SAP’s footprint in India is large enough to support multiple developments across its portfolio, backed by partnerships with Mahindra & Mahindra, Asian Paints, Wipro, Infosys, Vahdam, Ola, Wakefit, DeHaat, Jaquar and others.
In an exclusive interview with AIM, Michael Ameling, president of SAP Business Technology Platform and member of the extended board, says the story of enterprise AI started long before the current hype wave.
Ameling’s two-decade journey at SAP spans radio frequency identification (RFID) experiments, early cloud services and the company’s integration architecture. But the shift he sees today is centred on one idea: AI without the right data is meaningless.
“If you don’t have the right data, then AI is meaningless. Just like machine learning—if you don’t have the right training data, you cannot achieve your goal.”
This belief has shaped SAP’s architectural bets, especially its effort to position HANA Cloud and the Business Data Cloud (BDC) as a unified “database for AI”, a platform where structured, unstructured, vector and graph data co-exist without losing context.
Why Databases, Not Models, Define Enterprise AI
Ameling is direct about why SAP chose not to build its own large language model. The goal was flexibility, not competing in a model arms race. “We said, let’s build an architecture where we can exchange the model, partner with the best vendors, and keep maximum flexibility. That strategy paid off.”
That flexibility sits in SAP’s data layer. According to him, enterprise differentiation comes not from the model but from the context preserved inside business data.
He pointed to the industry’s habit of copying data across lakes and silos: “Companies copied their data into a lake, rebuilt everything, added huge integration costs—sometimes storing the same data three times in different silos.” BDC was created to counter this, offering a federated layer that avoids copying and preserves semantics across finance, procurement, HR and supply chain data.
SAP has also invested heavily in HANA Cloud. “I would claim this is a database for AI, because in a single database you have so many different engines—vector, graph, document store and relational store.” This multi-model approach allows retrieval, reasoning, analytics and transactional workloads to run without splitting the data stack. Some SAP customers are already building AI-driven sales order optimisations directly through the integration of HANA and BDC.
Partnerships with Snowflake and Microsoft Fabric are expanding BDC’s connectivity and reinforcing the company’s open-data philosophy.
India: The Engineering Centre Behind SAP’s AI Data Stack
Ameling is unequivocal about India’s importance, considering many of the core capabilities behind SAP’s data and AI architecture are built here. “A large portion—everything I’ve talked about—is delivered out of India.” This includes HANA Cloud enhancements, anomaly-detection features in the integration suite and several of SAP’s new AI agents. The India teams now cover everything from Kubernetes workload distribution to applied AI use cases.

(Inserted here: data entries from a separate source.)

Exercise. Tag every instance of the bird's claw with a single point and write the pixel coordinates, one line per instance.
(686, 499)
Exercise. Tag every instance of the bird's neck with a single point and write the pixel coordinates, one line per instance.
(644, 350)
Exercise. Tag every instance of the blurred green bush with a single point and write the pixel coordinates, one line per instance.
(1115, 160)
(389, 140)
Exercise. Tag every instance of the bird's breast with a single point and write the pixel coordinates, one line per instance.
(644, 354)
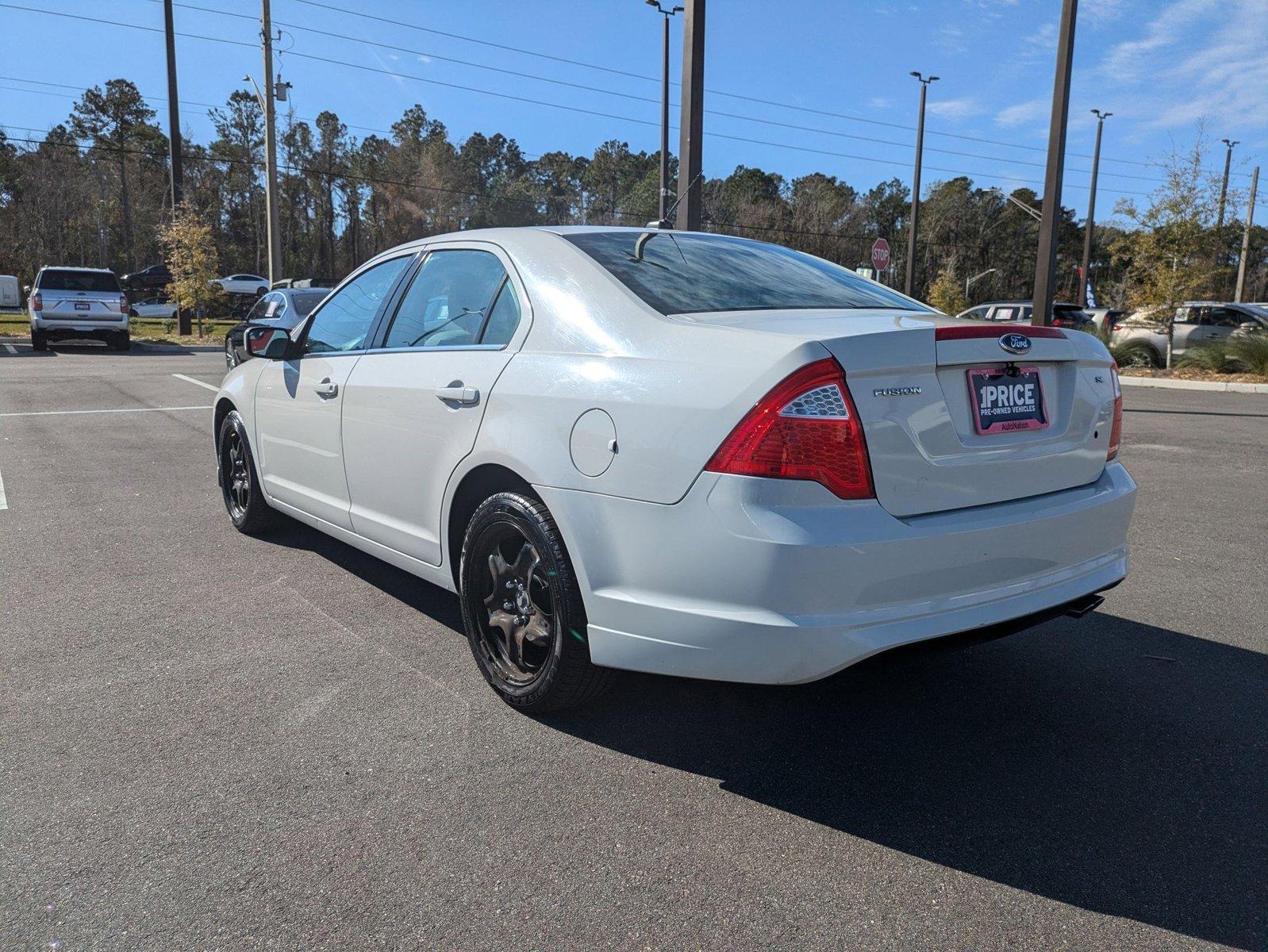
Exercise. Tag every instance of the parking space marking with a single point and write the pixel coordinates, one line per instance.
(75, 413)
(190, 379)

He said, “We have the right talent… We can build full end-to-end solutions, from deep technical work to delivering AI use cases in hackathons.”
India is not just building SAP’s AI stack; it is adopting it faster than global peers. About 93% of Indian enterprises expect AI ROI within three years, and they invest more aggressively than the global average.

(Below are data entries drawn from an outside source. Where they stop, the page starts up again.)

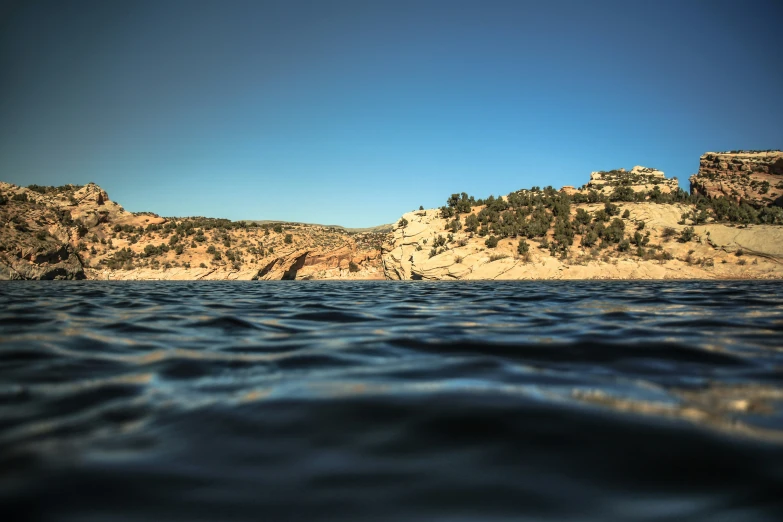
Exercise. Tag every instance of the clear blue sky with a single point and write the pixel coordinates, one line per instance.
(353, 112)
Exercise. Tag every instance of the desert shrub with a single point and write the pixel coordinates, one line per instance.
(471, 223)
(668, 232)
(687, 234)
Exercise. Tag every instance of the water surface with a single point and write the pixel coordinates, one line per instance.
(391, 401)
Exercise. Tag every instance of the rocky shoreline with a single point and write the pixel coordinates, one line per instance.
(621, 224)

“An average business in India is spending 31 million dollars on AI,” he said. From startups to conglomerates, adoption spans procurement, HR, design, operations and sales.

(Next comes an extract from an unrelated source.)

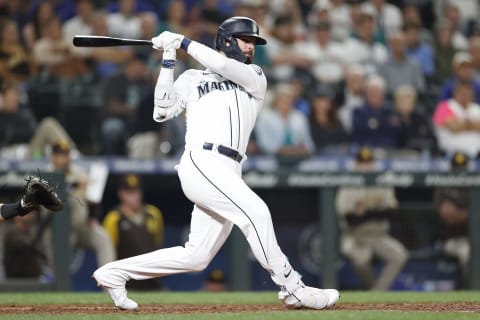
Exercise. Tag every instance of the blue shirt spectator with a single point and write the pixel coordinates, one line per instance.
(375, 124)
(463, 71)
(419, 50)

While JK Cement used BDC and SAP’s business AI to cut procurement processing time by 50%, ABB deployed Joule for real-time insights. Meanwhile, Wipro uses it to support consultants in client engagements.
To Ameling, India is both a builder and a beneficiary of SAP’s “database for AI” vision.
A Future Built on Context, Not Just Compute
As the world moves towards agentic systems and autonomous enterprise processes, Ameling believes SAP’s enduring differentiator will be business context.
He highlights SAP’s deep understanding of how enterprise processes interconnect—and how its knowledge-graph layer captures that logic. This allows customers to use their data with immediate context, tailored to their functional needs. And much of that intelligence is being engineered—and rapidly adopted—in India.
“India has a very bright future… For us, it’s a very, very important market.”
In Ameling’s view, SAP’s AI era won’t be defined by a single model or agent but by the database that holds the world’s business logic, and by the countries building it at scale. India, he believes, is already central to both.